Guess what? Rockefeller Center isn’t just open for the holidays. Most people associate the plaza with the large ice skating rink and Christmas tree that appear in December, but it’s also an amazing space to view incredible murals and mosaics in the buildings’ lobbies, look out at the city from the Top of the Rock at 30 Rock, and do some luxury shopping.

Chelsea Market

While Chelsea is a trendy Manhattan neighborhood now, it still has throwbacks to its old open-air meat market days. Well, Chelsea Market isn’t exactly reminiscent of a 20th-century meat market — it has vendors that sell everything from pasta and sushi to kitchen appliances and homewares. But it is a bustling indoor market, and just above it is the High Line, a park built atop an elevated railway.

Both the market and this mile-long trail fit the artsy charm of this popular neighborhood you should definitely check out on your trip.

What are the best attractions in NYC for families?

New York City offers lots of family-friendly things to see and do. Here’s an overview of the best museums, parks, tours, and other attractions that will please everyone in the family.

Is there any other city on earth that has as many amazing museums as NYC? The Met might be the most famous — and with a skip-the-line tour you can get in quickly, which should please the impatient members of your family — but art lovers will also enjoy the Museum of Modern Art (MoMA) and Brooklyn Museum that both always have programming for kids.

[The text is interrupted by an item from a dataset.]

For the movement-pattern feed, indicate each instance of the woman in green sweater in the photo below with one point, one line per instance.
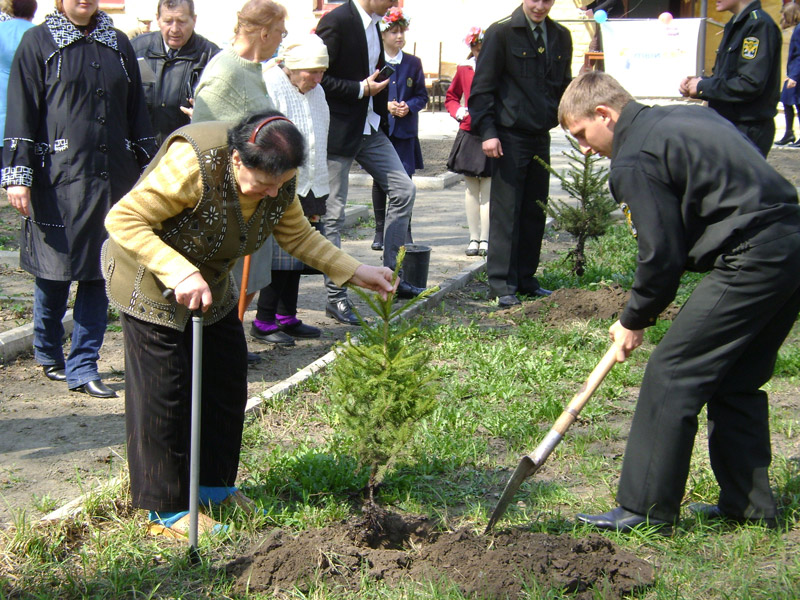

The most fun museum for families is arguably the American Museum of Natural History. Everyone’s minds will be blown by the massive collection of dinosaur fossils, the Hall of the Ocean with its 100-foot-long blue whale model, and any of the 3-D or IMAX screenings at the Hayden Planetarium.

From a boathouse to a zoo to a castle, Central Park has everything to entertain your family on a sunny NYC afternoon, but it’s not the city’s only greenspace.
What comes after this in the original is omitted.